I think maybe I'm studying the wrong thing

JuneHawk's picture

I think maybe I'm studying the wrong thing

Ugh.  Here I am, making bread to avoid writing an anthropology paper that is due this week.  Bread baking is just so much more fun!  My husband suggested that maybe I'm just studying the wrong thing.  If only I could afford baking and pastry school...



JuneHawk's picture

Hey H, funny you should mention photography.  I enjoyed photography as a hobby for some years and then decided to do it full time as a wedding photographer.  Man, did I not know what I was getting into!  Needless to say, I am no longer a wedding photographer.  Mind you, I did move countries and I haven't done anything to pick up some business here.  I decided I was going to go back to college full time and that's what I'm doing.  I still have no idea what I want to study though.  I guess I need really need to think about that cause I'm not getting any younger!


Glad to know I'm not the only one who can't make up her mind!



mkelly27's picture

I have known for some time this basic tenet;  "The minute it becomes work , it is no longer fun".  As much as I would like to fantasize about dropping everythig and opening a bread bakery, I realize that it would eventually become as onerous a task as my everyday job.  I have even looked into the business model end of it and without the right demographics, it will almost certainly fail. 


Redundancy is your friend, so is redundancy

JavaGuy's picture

My problem with baking or cooking for a living is that I couldn't stand to do it the same way every time.
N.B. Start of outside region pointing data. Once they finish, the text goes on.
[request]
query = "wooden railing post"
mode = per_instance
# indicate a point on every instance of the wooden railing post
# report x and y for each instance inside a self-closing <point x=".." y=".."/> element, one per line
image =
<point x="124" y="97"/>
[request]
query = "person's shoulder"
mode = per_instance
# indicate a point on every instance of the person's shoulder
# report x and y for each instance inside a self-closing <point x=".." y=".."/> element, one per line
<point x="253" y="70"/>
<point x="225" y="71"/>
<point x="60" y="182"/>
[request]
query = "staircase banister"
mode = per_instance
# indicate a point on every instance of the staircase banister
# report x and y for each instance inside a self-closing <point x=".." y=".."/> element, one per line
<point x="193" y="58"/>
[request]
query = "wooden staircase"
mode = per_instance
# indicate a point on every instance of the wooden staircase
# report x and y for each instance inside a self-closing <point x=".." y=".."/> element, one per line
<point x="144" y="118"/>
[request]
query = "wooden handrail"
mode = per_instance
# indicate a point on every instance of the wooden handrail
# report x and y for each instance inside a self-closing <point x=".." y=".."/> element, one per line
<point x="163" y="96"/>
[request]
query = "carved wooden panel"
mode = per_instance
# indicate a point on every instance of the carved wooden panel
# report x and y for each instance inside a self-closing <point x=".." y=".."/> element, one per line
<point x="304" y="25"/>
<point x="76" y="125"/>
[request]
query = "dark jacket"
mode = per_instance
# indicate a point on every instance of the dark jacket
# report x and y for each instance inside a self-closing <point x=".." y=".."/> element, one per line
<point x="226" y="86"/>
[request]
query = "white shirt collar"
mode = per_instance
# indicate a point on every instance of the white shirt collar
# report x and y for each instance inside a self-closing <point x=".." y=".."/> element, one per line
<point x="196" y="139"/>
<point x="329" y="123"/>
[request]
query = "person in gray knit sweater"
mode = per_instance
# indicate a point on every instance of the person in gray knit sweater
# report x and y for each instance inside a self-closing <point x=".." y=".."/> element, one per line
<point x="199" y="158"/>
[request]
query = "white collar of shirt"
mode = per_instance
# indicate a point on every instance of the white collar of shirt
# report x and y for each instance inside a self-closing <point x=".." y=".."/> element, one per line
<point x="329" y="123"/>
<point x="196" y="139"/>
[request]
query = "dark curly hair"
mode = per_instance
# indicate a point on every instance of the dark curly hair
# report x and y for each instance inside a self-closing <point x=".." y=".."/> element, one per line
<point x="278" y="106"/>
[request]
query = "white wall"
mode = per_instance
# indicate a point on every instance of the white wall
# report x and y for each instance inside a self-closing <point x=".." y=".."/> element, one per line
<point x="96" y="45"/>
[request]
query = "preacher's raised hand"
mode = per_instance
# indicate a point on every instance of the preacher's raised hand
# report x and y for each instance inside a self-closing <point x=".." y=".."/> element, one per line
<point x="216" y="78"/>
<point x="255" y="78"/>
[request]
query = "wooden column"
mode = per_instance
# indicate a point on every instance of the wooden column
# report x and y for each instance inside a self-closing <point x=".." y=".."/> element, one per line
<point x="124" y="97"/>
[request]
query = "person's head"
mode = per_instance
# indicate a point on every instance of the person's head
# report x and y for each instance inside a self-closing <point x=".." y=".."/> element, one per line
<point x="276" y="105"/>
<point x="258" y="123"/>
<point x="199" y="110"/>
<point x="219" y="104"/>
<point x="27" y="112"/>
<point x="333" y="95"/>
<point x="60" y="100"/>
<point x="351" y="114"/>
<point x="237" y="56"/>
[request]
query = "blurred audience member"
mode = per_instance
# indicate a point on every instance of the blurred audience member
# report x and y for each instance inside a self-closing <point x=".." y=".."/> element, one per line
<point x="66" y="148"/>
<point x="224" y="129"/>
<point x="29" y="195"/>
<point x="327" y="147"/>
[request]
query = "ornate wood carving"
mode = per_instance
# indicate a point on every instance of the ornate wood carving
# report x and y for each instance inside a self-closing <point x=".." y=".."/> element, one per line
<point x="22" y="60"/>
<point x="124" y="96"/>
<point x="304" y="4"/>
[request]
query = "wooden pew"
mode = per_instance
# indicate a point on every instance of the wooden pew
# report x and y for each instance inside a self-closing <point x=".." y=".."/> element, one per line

I've been working on my pizza crust recipe for three years. Last weekend, I made the best yet. I'll make it one more time that way, then I'll have to figure out how to make it better.

Baking is fun as a hobby because I get to make what I want, when I want to. If it comes out wrong, it's a learning experience, not lost time and sales.

I'll stick to writing computer code for a living. I think I used to love doing that. 

leemid's picture

You must study whatever it is that you think will earn you a good living. Do that for a few years before changing to something else. Continue either in the first course, or the second and third, etc. for a lifetime. Then, when you have spent your life at it, change to what you 'have always wanted to do', in this case, baking. Your 'retirement' years are spent in euphoric days believing that you should have done this all of your life, not knowing that had you tried to you would have burned yourself out at it.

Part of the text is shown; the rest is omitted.